Jesse Noller writes:

 > I guess someone need to write a proof of concept exploit for you
 > and release it into the wild.

This is a bit ridiculous.  This stuff looks easy enough that surely
Christian's post informed any malicious body who didn't already know
how to do it.  If the exploit matters, it's already in the wild.
("Hey, didja know that an XML processor that expands entities does so
recursively?"  "Uh-oh ....")

Yeah, there's a problem here.  But ... as far as I can see all the
exploits suggested (including those Christian provided in
python-external.py) require either blindly processing text from
requests received off the Internet as XML, or an attacker capable of
doing something equivalent to replacing a Python library.

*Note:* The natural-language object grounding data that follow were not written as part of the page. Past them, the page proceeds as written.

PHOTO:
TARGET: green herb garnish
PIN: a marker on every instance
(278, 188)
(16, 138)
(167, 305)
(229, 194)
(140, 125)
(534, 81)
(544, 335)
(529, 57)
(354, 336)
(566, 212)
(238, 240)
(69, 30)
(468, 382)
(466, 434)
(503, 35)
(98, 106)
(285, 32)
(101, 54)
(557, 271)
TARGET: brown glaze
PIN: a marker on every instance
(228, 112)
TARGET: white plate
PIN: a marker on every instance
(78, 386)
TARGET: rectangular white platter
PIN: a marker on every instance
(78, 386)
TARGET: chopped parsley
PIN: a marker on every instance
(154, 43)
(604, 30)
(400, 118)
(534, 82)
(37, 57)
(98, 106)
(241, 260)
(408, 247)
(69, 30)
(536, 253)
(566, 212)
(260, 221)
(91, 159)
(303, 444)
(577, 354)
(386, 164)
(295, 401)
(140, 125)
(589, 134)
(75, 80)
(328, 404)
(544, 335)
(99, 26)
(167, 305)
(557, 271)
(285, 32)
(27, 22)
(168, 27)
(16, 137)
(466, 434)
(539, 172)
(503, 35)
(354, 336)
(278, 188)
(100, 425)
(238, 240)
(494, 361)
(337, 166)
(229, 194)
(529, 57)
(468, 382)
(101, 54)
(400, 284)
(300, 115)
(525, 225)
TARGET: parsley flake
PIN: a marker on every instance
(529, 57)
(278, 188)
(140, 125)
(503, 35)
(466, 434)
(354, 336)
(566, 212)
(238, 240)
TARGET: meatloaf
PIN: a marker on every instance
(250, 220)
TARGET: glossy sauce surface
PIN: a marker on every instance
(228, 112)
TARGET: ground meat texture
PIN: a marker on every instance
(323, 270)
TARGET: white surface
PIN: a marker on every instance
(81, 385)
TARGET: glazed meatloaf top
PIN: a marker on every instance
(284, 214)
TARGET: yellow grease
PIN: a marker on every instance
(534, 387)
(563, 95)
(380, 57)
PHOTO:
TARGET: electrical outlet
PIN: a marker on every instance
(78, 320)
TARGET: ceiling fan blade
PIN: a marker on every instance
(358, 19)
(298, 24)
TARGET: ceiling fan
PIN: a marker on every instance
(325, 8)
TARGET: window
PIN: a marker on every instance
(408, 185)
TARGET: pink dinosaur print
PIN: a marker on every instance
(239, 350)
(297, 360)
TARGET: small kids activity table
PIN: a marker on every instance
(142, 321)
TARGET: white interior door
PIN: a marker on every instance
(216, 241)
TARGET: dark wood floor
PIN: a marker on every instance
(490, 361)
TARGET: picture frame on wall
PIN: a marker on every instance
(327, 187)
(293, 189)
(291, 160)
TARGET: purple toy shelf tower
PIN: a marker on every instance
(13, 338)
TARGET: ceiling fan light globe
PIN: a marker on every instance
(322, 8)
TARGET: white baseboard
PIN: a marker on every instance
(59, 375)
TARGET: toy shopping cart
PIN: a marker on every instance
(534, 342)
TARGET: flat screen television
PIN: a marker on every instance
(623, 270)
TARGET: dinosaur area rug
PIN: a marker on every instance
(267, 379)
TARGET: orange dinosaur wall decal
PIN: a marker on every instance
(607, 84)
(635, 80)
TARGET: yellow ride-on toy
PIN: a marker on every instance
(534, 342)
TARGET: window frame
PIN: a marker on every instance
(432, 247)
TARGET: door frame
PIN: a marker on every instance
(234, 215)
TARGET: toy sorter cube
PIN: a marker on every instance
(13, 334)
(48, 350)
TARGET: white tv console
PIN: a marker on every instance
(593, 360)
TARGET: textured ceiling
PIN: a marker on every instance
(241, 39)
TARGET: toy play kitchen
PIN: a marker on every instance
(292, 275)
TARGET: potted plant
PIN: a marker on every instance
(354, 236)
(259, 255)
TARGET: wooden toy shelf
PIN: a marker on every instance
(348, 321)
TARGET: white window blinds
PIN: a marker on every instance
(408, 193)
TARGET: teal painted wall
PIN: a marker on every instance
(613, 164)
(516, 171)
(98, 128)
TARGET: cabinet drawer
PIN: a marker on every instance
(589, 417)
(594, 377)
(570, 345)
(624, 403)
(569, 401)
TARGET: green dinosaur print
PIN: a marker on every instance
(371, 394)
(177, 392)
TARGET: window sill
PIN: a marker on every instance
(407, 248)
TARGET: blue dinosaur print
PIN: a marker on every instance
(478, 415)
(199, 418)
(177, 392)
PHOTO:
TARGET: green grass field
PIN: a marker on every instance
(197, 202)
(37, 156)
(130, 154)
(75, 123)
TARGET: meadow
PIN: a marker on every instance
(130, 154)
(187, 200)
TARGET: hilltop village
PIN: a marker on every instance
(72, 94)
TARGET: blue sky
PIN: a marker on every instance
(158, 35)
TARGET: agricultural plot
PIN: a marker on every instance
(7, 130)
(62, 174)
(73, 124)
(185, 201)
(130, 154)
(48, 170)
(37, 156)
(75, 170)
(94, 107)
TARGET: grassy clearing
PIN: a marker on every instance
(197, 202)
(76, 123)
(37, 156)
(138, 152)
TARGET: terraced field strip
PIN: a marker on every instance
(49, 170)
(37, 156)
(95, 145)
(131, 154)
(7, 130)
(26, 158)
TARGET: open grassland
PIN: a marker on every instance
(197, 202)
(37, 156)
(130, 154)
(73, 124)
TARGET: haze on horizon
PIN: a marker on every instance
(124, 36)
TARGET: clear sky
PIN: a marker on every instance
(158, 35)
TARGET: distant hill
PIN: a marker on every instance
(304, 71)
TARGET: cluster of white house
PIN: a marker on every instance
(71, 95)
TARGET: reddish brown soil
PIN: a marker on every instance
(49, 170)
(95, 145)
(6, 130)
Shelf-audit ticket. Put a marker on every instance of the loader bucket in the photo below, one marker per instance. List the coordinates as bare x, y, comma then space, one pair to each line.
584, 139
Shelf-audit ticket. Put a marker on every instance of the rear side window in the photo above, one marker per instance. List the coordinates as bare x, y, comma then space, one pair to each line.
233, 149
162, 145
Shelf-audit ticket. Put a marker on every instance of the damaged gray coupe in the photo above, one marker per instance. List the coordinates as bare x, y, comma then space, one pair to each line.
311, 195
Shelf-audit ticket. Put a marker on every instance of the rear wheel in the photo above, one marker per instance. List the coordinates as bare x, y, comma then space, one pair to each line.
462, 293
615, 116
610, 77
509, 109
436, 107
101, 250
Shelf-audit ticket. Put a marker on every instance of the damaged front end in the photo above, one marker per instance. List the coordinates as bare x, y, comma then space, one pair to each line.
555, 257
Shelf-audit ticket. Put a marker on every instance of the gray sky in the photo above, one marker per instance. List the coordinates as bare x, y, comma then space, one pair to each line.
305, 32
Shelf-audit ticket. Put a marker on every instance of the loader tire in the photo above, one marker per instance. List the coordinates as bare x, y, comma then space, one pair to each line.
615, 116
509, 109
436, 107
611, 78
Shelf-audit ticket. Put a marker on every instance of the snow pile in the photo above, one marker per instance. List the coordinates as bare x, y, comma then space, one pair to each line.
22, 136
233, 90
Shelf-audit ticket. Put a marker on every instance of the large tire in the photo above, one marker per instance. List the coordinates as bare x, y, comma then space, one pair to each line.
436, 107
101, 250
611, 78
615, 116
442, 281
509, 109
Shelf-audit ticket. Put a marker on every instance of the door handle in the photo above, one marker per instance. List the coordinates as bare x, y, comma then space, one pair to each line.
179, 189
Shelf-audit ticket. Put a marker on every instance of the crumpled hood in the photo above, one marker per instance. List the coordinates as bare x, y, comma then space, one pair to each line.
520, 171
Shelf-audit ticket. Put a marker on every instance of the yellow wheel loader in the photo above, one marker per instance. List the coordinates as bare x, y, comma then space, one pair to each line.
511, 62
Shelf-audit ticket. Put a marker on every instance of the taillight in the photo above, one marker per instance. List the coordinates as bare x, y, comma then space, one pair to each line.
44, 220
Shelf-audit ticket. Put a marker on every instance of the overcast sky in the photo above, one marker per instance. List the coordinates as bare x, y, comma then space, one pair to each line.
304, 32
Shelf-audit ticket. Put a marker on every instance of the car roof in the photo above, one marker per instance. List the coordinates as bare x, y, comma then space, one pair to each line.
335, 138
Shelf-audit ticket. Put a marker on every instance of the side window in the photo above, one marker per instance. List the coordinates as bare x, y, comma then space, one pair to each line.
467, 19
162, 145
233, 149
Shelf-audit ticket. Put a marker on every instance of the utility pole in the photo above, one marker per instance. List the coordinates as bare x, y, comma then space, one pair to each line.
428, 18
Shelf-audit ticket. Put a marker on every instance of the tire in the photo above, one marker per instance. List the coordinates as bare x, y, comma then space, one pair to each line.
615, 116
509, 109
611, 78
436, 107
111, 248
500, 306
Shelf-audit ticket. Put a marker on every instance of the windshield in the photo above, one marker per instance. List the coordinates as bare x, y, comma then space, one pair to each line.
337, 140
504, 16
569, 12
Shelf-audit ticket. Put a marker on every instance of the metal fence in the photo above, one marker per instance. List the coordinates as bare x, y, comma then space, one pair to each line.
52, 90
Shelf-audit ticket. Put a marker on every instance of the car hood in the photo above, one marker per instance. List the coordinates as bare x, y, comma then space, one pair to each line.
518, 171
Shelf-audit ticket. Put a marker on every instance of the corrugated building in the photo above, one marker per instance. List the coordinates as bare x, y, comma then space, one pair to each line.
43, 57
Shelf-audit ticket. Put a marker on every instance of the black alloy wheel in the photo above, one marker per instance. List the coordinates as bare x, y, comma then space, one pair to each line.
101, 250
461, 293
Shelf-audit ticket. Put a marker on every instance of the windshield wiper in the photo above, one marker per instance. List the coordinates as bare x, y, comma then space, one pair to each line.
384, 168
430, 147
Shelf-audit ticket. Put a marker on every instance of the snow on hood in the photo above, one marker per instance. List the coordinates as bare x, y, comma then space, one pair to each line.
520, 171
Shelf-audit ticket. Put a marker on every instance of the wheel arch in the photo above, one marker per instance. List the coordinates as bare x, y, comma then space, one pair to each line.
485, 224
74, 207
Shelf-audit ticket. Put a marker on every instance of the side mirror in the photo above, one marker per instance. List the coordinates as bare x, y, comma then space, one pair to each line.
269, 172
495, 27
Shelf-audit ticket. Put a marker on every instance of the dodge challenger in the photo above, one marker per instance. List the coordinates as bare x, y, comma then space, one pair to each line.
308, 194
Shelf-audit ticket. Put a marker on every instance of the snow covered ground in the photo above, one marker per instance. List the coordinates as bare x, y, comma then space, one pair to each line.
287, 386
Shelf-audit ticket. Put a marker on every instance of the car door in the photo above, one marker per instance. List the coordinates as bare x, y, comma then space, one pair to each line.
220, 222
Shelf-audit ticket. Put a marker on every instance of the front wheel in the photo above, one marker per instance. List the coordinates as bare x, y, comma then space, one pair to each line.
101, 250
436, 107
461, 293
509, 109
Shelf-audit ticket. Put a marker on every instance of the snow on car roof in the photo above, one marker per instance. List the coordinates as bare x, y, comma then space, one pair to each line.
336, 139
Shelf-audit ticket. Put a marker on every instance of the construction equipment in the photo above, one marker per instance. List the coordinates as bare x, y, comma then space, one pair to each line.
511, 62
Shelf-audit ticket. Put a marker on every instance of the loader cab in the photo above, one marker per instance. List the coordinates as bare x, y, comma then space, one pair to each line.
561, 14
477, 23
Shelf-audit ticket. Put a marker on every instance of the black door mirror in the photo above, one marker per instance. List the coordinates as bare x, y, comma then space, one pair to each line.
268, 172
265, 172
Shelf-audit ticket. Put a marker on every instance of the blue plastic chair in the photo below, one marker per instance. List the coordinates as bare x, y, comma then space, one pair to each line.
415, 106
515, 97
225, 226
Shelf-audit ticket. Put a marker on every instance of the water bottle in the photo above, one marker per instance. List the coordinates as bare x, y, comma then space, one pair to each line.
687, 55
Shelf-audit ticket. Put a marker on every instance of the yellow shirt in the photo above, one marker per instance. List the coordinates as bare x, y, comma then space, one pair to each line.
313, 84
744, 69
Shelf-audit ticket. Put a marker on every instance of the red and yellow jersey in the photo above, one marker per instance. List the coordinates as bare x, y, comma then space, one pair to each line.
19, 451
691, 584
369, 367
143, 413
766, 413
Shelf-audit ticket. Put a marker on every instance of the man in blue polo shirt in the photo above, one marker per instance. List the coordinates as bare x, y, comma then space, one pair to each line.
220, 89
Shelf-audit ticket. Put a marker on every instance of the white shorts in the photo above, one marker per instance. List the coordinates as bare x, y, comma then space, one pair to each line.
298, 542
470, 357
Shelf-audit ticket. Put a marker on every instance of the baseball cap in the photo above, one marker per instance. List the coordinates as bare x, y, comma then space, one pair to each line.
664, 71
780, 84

I certainly think defusedxml is a valuable contribution, and not just
for security nuts.  But to quote from Christian's own README (warning:
taken out of context to make *my* point):

    7. These are features but they may introduce exploitable holes, see
       `Other things to consider`_

I'd like to see a little (well, to be honest, a *lot*) more analysis
of the kind Fred Drake implicitly suggests:

    Doing so *will* be backward incompatible, and I'm not sure there's
    a good way to gauge the extent of the breakage.

before making these restrictions the default.  Eg, 40 entity
indirections in a single expansion (defusedxml's default maximum) may
seem like a lot, but I've seen some pretty complex expressions built
as entities that recurse three or four levels.  Of course, that was a
while ago, and today most of the entities would be replaced by actual
characters.  Nevertheless, I bet those legacy expressions break the 40
indirection limit, or, rather, the limit would break them.